G'day all,

Please don't bother to respond to this post Mr Morgan, it will be ignored unless it actually has some science in it.

I'd be interested in any views as to sampling techniques for a data set of 7,000 odd weather stations. My suggestion is to start with all weather station data, eliminate all stations within a set distance of a population centre, and then divide the remainder into region, giving weight to the region based on its area in relation to the total earth's surface. I think that the raw data averages should also be included, not weighted by region, for transperancy. I also think that a comparison average including urban effect stations should be included in any set made.

It is interesting that the averages of all stations in the Southern Hemisphere, do not show any trend at all. I'd like to divide that up further into continents at least.

Actually, there are a few areas of the earth using the raw data, that show strange trends. The total US stations, including all cities show a cooling trend. I'm still trying to work out how that can be rationalised since urban effect has to be pretty pronounced in the US data.
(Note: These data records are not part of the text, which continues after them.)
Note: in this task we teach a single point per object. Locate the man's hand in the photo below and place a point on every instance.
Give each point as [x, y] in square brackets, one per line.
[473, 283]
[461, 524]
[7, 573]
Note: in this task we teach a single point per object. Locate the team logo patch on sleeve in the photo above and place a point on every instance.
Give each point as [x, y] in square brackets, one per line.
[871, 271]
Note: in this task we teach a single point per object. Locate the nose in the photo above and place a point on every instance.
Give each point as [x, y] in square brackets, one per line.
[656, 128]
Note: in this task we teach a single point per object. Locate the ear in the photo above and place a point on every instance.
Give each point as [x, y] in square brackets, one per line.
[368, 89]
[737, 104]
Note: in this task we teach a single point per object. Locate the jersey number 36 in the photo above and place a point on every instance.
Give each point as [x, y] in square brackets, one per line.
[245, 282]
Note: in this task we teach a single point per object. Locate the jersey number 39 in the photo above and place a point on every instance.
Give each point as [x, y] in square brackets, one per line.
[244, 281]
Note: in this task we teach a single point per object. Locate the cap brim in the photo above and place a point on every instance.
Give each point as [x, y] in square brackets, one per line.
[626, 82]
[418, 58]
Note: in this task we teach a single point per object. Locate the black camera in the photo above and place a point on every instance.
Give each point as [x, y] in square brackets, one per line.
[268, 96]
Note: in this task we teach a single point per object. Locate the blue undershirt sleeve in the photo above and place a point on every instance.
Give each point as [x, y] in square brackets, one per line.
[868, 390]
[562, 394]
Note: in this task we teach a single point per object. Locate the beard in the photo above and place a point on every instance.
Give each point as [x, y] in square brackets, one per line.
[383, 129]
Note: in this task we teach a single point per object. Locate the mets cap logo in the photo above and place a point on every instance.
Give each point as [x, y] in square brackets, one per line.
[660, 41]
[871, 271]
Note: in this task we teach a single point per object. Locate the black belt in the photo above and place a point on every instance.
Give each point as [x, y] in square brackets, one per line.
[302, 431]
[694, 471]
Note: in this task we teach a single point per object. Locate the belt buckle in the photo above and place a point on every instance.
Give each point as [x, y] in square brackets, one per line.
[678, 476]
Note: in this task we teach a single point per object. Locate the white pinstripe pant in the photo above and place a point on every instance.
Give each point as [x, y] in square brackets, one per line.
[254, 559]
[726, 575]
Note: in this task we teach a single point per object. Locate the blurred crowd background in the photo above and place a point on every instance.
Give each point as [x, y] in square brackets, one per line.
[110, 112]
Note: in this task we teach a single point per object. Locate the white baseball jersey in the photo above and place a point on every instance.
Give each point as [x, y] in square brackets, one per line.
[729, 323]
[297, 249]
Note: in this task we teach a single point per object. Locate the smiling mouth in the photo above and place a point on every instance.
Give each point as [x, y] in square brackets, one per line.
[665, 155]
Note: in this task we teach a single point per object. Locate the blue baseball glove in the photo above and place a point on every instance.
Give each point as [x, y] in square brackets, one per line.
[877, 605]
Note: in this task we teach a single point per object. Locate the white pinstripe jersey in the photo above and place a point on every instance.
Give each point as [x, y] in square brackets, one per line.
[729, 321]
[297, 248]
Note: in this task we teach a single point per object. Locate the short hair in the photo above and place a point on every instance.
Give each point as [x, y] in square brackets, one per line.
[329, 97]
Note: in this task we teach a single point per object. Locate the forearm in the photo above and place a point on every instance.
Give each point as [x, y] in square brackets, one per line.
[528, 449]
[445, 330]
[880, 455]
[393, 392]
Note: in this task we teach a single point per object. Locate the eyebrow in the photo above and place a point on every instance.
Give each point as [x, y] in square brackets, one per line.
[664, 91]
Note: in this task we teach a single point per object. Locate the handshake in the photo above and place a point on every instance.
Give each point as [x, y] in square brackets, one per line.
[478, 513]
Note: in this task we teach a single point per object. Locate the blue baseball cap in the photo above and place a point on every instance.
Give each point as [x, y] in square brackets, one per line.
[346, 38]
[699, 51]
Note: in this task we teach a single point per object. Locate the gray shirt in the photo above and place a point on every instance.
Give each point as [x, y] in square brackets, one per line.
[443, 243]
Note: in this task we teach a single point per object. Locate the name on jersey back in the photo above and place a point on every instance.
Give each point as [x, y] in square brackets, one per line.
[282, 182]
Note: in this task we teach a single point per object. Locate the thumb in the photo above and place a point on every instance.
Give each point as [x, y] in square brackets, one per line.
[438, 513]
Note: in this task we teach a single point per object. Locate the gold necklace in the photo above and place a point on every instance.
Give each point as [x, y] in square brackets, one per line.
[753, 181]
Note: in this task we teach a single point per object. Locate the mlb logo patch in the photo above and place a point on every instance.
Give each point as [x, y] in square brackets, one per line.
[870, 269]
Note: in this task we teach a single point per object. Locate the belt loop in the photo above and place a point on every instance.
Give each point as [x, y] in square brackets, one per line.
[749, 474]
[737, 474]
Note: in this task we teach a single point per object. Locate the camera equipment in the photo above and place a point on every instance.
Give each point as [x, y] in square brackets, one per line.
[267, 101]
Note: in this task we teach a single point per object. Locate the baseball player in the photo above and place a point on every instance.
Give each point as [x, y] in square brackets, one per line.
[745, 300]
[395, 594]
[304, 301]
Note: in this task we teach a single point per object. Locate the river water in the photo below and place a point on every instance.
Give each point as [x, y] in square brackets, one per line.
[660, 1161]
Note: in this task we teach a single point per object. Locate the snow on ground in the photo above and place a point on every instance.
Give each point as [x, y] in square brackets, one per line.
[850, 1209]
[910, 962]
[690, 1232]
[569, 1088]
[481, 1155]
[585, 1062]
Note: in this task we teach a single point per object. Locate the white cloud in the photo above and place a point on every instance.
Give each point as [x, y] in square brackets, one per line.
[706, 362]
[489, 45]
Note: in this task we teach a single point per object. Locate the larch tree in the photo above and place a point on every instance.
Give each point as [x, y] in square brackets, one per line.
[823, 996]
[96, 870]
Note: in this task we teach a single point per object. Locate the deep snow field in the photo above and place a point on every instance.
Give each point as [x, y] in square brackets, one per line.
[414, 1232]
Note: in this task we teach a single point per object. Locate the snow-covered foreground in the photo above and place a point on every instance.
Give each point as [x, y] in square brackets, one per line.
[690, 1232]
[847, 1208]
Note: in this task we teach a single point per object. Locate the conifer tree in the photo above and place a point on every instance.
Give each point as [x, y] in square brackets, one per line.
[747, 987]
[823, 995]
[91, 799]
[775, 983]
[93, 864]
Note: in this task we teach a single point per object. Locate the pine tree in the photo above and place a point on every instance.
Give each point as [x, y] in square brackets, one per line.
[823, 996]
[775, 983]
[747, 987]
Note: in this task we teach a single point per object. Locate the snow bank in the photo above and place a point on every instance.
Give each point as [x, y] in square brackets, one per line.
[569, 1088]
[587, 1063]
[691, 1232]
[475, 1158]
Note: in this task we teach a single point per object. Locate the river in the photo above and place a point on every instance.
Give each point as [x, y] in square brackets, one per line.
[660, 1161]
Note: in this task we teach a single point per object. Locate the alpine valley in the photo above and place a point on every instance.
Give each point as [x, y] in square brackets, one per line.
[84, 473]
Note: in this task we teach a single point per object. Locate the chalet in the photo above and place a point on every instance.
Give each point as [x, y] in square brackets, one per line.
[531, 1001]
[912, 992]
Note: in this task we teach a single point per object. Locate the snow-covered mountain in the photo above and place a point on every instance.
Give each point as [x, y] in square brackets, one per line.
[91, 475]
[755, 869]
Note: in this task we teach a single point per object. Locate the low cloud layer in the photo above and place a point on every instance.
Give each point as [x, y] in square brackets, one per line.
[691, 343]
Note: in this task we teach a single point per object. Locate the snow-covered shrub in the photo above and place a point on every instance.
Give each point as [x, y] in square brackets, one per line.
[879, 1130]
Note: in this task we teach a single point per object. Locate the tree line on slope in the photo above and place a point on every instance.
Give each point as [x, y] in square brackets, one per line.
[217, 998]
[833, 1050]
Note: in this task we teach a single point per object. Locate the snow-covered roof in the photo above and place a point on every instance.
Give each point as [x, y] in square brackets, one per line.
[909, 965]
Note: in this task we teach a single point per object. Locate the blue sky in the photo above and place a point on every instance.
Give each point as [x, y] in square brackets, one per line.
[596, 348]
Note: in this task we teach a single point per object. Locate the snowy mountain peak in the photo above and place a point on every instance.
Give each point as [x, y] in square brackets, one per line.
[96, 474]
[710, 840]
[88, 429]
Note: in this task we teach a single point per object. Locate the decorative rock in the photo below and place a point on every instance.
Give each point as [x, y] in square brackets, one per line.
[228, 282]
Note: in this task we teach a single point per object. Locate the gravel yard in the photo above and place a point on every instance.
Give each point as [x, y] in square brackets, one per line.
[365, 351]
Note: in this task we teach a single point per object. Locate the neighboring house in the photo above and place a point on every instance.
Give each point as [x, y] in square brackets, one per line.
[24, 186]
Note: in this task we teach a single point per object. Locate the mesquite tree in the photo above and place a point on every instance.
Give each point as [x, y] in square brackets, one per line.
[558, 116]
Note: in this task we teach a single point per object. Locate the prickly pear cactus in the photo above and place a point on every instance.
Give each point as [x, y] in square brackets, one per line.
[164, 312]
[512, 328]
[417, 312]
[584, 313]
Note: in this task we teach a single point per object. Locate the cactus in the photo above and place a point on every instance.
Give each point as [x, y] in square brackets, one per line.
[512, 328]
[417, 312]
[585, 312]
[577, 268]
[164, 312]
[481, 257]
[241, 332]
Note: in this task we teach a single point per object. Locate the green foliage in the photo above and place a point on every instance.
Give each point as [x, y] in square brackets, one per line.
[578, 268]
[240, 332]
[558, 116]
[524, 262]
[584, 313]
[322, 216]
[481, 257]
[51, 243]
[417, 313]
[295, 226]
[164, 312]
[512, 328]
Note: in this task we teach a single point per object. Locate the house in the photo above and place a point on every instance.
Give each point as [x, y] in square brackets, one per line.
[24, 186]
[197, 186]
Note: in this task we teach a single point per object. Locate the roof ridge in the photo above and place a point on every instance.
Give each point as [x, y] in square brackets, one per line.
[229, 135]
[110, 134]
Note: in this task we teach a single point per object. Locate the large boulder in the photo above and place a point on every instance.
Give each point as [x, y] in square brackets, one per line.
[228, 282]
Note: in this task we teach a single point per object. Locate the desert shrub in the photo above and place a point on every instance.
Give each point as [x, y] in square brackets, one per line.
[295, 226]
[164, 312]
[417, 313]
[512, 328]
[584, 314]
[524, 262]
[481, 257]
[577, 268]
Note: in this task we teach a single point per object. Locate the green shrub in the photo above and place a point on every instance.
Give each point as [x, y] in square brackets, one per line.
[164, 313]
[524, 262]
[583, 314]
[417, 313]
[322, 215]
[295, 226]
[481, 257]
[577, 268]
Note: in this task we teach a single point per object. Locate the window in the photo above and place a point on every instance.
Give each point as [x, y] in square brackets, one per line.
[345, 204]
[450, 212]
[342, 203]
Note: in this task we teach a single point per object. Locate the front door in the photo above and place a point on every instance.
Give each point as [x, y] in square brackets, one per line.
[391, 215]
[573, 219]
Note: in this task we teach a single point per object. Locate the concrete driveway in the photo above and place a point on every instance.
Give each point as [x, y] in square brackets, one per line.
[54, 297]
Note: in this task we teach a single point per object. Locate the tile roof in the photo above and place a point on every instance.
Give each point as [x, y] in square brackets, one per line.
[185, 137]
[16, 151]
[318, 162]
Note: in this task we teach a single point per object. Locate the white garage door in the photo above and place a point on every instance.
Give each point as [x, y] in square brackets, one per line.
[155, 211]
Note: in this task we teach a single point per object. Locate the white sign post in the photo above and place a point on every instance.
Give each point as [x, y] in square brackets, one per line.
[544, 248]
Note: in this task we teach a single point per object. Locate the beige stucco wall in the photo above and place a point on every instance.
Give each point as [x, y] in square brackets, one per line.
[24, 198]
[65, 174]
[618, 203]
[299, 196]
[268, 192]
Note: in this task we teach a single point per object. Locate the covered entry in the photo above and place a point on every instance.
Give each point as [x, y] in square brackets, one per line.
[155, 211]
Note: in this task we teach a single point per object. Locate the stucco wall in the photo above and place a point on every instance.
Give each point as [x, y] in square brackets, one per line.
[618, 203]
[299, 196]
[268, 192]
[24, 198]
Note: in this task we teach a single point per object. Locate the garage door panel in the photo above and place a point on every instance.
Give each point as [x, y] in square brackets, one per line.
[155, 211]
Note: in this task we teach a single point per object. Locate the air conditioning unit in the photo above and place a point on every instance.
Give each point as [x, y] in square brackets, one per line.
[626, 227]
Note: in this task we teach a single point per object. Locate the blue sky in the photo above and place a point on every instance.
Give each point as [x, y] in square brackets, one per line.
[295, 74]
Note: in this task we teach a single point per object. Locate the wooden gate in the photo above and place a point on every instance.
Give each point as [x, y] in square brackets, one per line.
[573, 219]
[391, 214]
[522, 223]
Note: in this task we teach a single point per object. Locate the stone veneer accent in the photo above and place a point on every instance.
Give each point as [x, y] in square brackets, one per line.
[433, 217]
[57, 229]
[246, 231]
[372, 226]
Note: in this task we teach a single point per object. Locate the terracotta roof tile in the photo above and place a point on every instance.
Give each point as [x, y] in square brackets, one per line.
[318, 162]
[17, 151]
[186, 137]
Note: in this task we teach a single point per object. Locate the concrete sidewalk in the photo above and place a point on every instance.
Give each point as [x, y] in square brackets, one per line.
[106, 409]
The antarctic is also getting slightly colder but of course this is not a very big sample, being a limited number of stations only dating from the 50s. The southern hemisphere obviously has less stations that the northern hemisphere but it also has some very accurate data, including as it does Australia, New Zealand and, yes, even parts of Africa that have kept good records.

Averaging all of a region, obviously isn't random sampling at all. Excluding urban areas still isn't sampling but it does leave some large areas of the earth with no data or very few locations.

Any suggestions for different sets and ranges would be appreciated. I'd like to include a wide variety of methods and certainly do not want to be accused of bias because of some set that someone thinks should have been included but I didn't think of or has not been done in other analysis.

The biggest problem comes down to what to do with missing data. My thought is to assume that the missing data is actually random in nature and to average each site used providing the missing data is not extensive. So if there are 8 years missing in 90 years, simply average the 82 years without attempting to "fill in" the gaps. Anyone see any flaw in that method. I have thought that I'd have to present a table of the missing years and how often they are missing overall. Obviously if the 1920s are missing in a region far more frequently than any other period that could distort the average and anyone looking at the data should be able to easily look up how often particular periods were missing from the data.

I believe this is the area where previous averages have failed or not been clear. For instance, the NASA system, does fill in the blanks by averaging the surrounding stations for the missing years and adding them in. It also "calculates" urban effect by obtaining the deviation of an urban effect area from the closest none urban effect stations based on night light emissions and subtracting that deviation from the urban effect stations. The potential for manipulation of the data or inadvertant bias is very large indeed by using formulas such as this and I wish to eliminate any such need for modification of the data other than a simple decision to exclude or include the station depending on rigid selection criteria.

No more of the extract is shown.